Revan pun berdiri dan mengambil ponselnya, menggeser tombol terima saat nama salah satu sepupunya menghubungi.
“Hallo," terdengar suara di seberang sana.
"Hmmm, ada apa?"
"Lo udah dengar soal Raysa Elenora?" tanya di seberang sana dan berhasil membuat Revan terdiam.
"Gue ke tempat Lo sekarang." ucap Revan kemudian mematikan sambungan telponnya secara sepihak.

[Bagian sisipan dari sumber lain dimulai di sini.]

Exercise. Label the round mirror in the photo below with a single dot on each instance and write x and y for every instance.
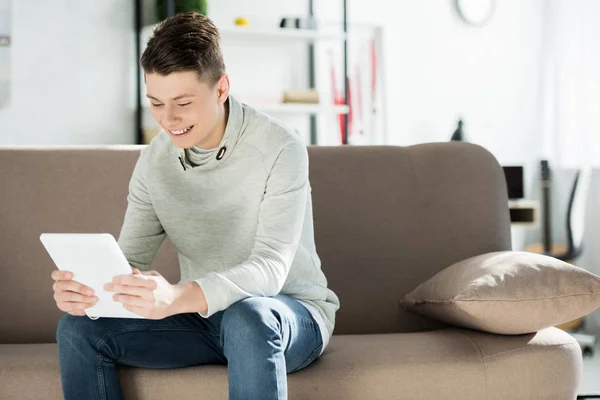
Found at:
(475, 12)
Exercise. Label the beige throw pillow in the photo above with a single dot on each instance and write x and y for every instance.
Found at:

Aluna rupanya sedari tadi mendengarkan percakapan mereka.
Siapa Raysa Elenora?
Revan menyakukan ponselnya, sambil mengambil jas dan jam tangannya lagi, kemudian menoleh pada Aluna,
"Aku pergi dulu. Nanti biar Bastian yang mengantarmu pulang. Jangan menunggu, mungkin aku akan pulang larut." ucapnya kemudian berlalu dari ruangan itu tanpa menunggu pendapat Aluna.
Aluna diam sejenak saat pintu sudah tertutup kembali dari luar, lalu tersenyum hambar,
“Sepertinya wanita itu begitu penting.” gumamnya lirih.
Aluna menghela napas, menatap makanan yang belum habis,
“Padahal aku berharap hari ini bisa lebih dekat."
Baru saja Aluna membersihkan makanan di atas meja tiba-tiba ponselnya berdering,
"Tifani ...., tumben belum waktunya pulang udah telpon." gumam Aluna kemudian perlahan menggeser tombol terima dan menempelkan benda pipih itu di telinganya.
"Ada apa, Fan?" tanya Aluna sebelum Tifani mengeluarkan suara.
"Suara Lo kenapa? kedengeran bete banget?"
"Lagi nggak mood."
"Kebetulan sekali, entar pulang kerja sendiri apa saja pak Revan?"
"Sendiri. Ada apa?"
"Baguslah, ada yang pengen gue omongin. Kita pulang bareng ya entar, gue tunggu di lantai satu setelah jam kerja."
"Oke."
Sambungan telpon pun terputus dan Aluna masih menatap layar ponselnya yang sudah mulai meredup. Tidak bosnya Tifani, sahabatnya itu bicara begitu serius.
"Apa ada hal yang tidak gue tahu?" gumamnya sembari mengetukkan ponselnya ke dagu seolah-olah tengah berpikir.